Yeah. I did it too long. I kept making it better and better every year instead of doing something else. I realize that that was a weakness. I’m weak! I was more ambitious then and I was coveting the success of it and the fact that I was this little jerk from Philly and I had this big life. I’m not the brightest star around, and I devised in a circumspect way – without star-fucking – how to be in the present and have conversations with remarkable people. I’ve been fortunate. I’ve had an interesting life. I met Lou Kahn when I was an architectural student, which lead to meeting Jonas Salk, which lead to meeting Francis Crick. Do you know who these people are?
Francis Crick, but not the others.
Jonas Salk discovered the vaccine to cure polio and the Salk Institute is one of Kahn’s great buildings. In my life, everything connects. Lou introduced me to Jonas, who was the most famous person in the world for a few years, like Muhammad Ali was. He was more Brad Pitt than Brad Pitt. I worked with Bob Redford for a little bit, and you could not walk down the street in New York with him. Crowds everywhere. And Jonas would have been the same way then. And you don’t even know who he is now! That’s amazing. Jonas introduced me to Francis Crick, he discovered DNA with James Watson. And on and on! My world is a lattice of having conversations with people in the most disparate fields to find patterns between them. In that sense, not what TED is now, but what TED was for the 18 years I ran it. I’m sort of “TED.” I’m the convergence of things.
After having so many conversations what’s an example of a bad question?
Something like, “So what made you start TED?”
And a good question?
I was having a chat with Juan Enríquez, a respected acquaintance of mine, in a public forum and something came up about the idea of the simplest question. When you step on an ant and the ant dies, you say, “It’s dead, it’s no longer here.” And even a four or five year old can say, “What’s death? What’s life?” It’s a simple question but it’s very complex.
“I am terribly fascinated with things that I don’t understand.”
What is your biggest fear?
I guess, you know, humiliation. I make some effort to avoid humiliation. But I can’t. If you decide that you want to try to do things that you don’t want to do, things that even your close associates and friends say won’t work, you’re at the edge of being humiliated at different times. And that’s very uncomfortable. But when I have that choice, I almost always do it anyway. I am terribly fascinated with things that I don’t understand. That’s my passion.
Do you think that your hunger for knowledge will ever be satiated?
Sure. I’m almost 80! That’s very soon. Death will do that.
Steve Jobs once said that you can only connect the dots in your life looking backwards and “you have to trust in something — your gut, destiny, life, karma” – that the dots will somehow connect in your future. What’s your philosophy?

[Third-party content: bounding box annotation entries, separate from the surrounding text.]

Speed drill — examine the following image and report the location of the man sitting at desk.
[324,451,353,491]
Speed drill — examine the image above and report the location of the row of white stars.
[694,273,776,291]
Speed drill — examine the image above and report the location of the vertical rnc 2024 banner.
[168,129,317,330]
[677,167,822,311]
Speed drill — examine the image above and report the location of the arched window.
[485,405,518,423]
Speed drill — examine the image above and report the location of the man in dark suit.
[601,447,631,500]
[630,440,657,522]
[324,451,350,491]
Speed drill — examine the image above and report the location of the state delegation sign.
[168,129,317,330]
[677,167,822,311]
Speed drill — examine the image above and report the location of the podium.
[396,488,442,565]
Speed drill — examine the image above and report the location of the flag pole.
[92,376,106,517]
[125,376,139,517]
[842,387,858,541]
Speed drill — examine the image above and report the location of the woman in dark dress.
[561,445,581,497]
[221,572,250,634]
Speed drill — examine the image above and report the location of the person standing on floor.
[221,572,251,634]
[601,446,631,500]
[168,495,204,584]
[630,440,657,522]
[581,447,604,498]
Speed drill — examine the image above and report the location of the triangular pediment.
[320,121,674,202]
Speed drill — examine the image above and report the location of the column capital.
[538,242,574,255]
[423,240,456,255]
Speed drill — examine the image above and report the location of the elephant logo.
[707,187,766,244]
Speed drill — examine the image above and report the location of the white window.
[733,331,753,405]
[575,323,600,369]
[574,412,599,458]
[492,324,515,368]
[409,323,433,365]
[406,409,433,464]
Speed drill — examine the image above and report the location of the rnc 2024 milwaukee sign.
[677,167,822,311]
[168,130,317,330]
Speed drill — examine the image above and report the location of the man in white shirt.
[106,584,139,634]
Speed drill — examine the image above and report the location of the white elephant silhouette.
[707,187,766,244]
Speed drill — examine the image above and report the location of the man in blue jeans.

I’ve made some huge mistakes. And they emotionally hurt me, these mistakes, but as I look at the path they put me on, those paths seem, in retrospect, more interesting than the path I was headed on – had I not made those mistakes and been more successful. I certainly didn’t want to go through the emotional rollercoaster that I went through. I was a failure, left destitute at 45, I was thought of as a mascot, I was never taken seriously, never very skilled… But I know it’s lead to something. I’ve had a number of young people write to me and ask, “What is your secret to success?” and I have a standard response that my secretary writes back, which is, “Mr. Wurman thinks that the answer to your question is, ‘Have an interesting life.’ And he would like to let you know that today has been pretty interesting.”